Forcadell y otras cinco autoridades del parlamento catalán acudieron ayer ante el alto tribunal en Madrid para declarar como imputados por delitos de rebelión, sedición y malversación por haber permitido la votación de las leyes de secesión de Cataluña. Al término de las audiencias el magistrado deberá estudiar las medidas cautelares, con lo que existe una enorme expectativa en torno a si el Fiscal solicitará el ingreso a prisión sin fianza de los imputados, o les impondrá fianzas u otras medidas más suaves.

La Fiscalía le atribuye a Forcadell un papel clave en el plan secesionista de Cataluña, por lo que podría recibir la sanción más dura y evaluar la solicitud de fi anzas para el resto de los acusados dependiendo su implicación, según fuentes judiciales.

La dirigente independentista aseguró ante el juez instructor Pablo Llanera que “acata la aplicación del artículo 155” de la Constitución, por medio del cual el gobierno español intervino Cataluña, destituyó al gobierno regional y disolvió el parlamento con un llamado de elecciones pera el 21 de diciembre, según fuentes judiciales citadas por la prensa española.

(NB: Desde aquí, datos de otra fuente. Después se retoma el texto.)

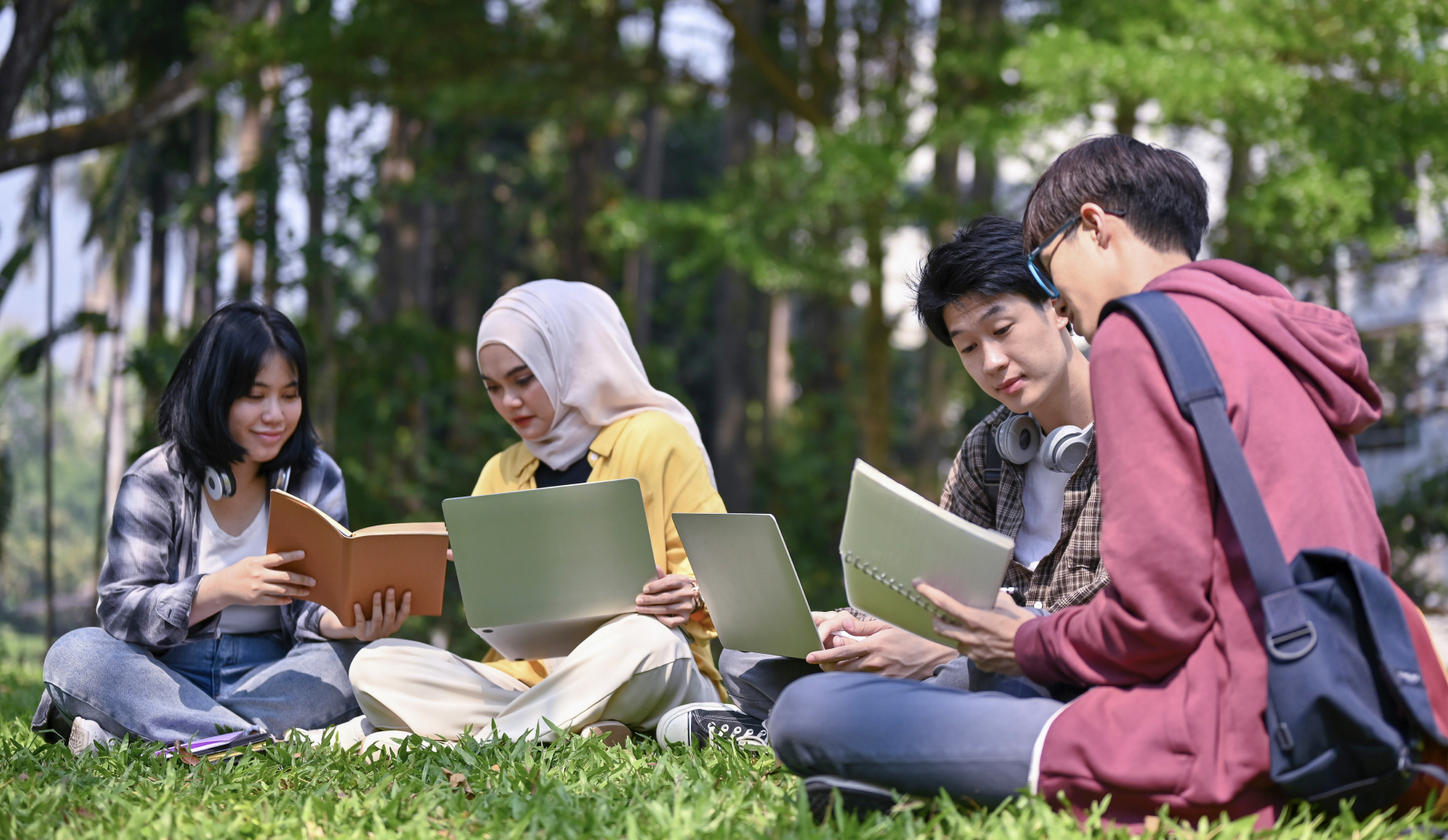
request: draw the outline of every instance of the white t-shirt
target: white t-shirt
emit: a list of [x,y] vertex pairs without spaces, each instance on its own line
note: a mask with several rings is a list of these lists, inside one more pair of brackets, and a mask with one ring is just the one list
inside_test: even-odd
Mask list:
[[[235,537],[216,524],[211,505],[201,500],[201,545],[197,555],[197,571],[214,575],[239,563],[245,558],[259,558],[266,553],[266,505],[256,511],[256,518]],[[222,633],[265,633],[281,630],[281,607],[235,605],[222,610]]]
[[1025,521],[1021,523],[1021,533],[1015,534],[1015,559],[1032,572],[1061,539],[1066,482],[1070,479],[1069,472],[1047,469],[1040,452],[1025,465],[1021,488]]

Además, sostuvo que la la declaración de independencia del parlamento catalán del 27 de octubre tuvo un carácter “simbólico” y , por lo tanto, no tiene efectos vinculantes, mientras insistió en que si permitió que se tramitaran las leyes de secesión fue sólo con la voluntad de “promover el debate”. Según argumentó Forcadell, su cargo no le permite controlar todo lo que ocurre en el Parlamento.